As tax laws and market dynamics continue to evolve, two distinct donor profiles are emerging—and each calls for a different approach. On one end are ultra-high-net-worth clients navigating complex planning decisions. On the other are newer donors, often earlier in their careers, who are just beginning to engage in charitable giving.
Recent trends highlight this divide. Individuals with a net worth of $30 million or more are
accounting for a growing share of total charitable giving. At the same time, policy changes—such as the new charitable deduction for non-itemizers—are encouraging broader participation, bringing new donors into philanthropy even if their initial gifts are modest.
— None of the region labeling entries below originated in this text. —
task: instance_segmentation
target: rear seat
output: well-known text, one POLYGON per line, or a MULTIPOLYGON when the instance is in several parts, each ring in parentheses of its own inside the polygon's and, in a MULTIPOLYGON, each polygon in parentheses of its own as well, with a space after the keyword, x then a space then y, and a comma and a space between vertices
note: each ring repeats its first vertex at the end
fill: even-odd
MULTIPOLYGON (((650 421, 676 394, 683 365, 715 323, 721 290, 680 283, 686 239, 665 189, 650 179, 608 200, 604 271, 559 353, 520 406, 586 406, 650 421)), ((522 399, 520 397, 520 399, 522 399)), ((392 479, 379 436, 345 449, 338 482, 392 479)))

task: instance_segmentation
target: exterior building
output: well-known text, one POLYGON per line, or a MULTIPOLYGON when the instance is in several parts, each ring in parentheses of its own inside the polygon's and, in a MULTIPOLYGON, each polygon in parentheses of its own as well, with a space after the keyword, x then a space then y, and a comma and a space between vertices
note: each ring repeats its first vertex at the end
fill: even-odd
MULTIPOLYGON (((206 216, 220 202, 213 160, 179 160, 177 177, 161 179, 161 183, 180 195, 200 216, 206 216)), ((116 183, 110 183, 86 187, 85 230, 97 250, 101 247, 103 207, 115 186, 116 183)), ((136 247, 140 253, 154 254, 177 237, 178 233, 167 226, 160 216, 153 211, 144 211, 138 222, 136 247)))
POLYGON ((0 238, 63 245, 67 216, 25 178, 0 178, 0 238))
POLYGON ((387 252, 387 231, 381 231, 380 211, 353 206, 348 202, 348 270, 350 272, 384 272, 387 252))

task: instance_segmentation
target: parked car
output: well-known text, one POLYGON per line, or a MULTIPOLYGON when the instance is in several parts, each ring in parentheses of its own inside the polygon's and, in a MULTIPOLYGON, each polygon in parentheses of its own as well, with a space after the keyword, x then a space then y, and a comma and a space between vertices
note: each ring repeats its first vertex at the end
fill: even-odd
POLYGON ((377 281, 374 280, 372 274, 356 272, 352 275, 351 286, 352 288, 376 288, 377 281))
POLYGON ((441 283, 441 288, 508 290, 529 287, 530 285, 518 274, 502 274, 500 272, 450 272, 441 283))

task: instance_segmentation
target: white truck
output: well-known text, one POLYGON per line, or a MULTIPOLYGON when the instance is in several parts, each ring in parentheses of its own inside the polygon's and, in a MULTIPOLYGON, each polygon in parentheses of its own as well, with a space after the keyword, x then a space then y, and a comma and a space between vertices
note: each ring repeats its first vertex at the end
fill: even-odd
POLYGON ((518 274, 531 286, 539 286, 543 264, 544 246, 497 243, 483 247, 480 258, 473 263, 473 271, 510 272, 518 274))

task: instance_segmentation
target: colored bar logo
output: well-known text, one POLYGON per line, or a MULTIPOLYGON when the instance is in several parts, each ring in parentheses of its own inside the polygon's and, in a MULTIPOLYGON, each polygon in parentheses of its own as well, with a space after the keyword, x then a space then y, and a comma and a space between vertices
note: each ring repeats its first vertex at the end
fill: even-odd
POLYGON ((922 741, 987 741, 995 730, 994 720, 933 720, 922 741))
The result is a landscape that is both more concentrated and more inclusive.
For ultra-high-net-worth clients
For these clients, charitable giving is rarely transactional. Instead, it is deeply integrated into long-term planning around wealth transfer, business succession, and family legacy.
Conversations tend to center on strategy:
- How philanthropy reflects values and identity
- How to structure gifts involving complex assets
- How to engage multiple generations in giving
Our team can support these discussions by offering flexible structures, local insight, and tools to facilitate meaningful family involvement.
For emerging and next-generation donors
Clients earlier in their wealth-building years—including the children and grandchildren of your top clients—often approach philanthropy differently.
With the introduction of a charitable deduction for non-itemizers, there is a new opportunity to bring these clients into charitable planning sooner. For many, the focus is on:
- Building giving habits
- Identifying causes
- Understanding how philanthropy fits into broader financial goals
Even modest gifts can lay the groundwork for long-term engagement.
Different clients, different strategies
These groups are not just separated by wealth—they operate under different incentives, timelines, and motivations. Recognizing these differences allows you to tailor your approach, whether that means structuring sophisticated gifts or simply creating an accessible entry point into philanthropy.
One strategy that spans both groups: QCDs
Regardless of wealth level, pay close attention to clients age 70½ and older with IRA assets.
Qualified Charitable Distributions (QCDs) remain a powerful tool, allowing clients to transfer up to $111,000 per taxpayer (2026 limit) directly to charity. While QCDs cannot currently be directed to donor-advised funds, they can support field-of-interest, unrestricted, and other eligible funds at BRAF. Proposed legislation may expand these options in the future.
The bottom line
Whether your client is structuring a complex gift or taking first steps into charitable giving, we are here to help. We’re honored to partner with you to support clients at every stage of their philanthropic journey.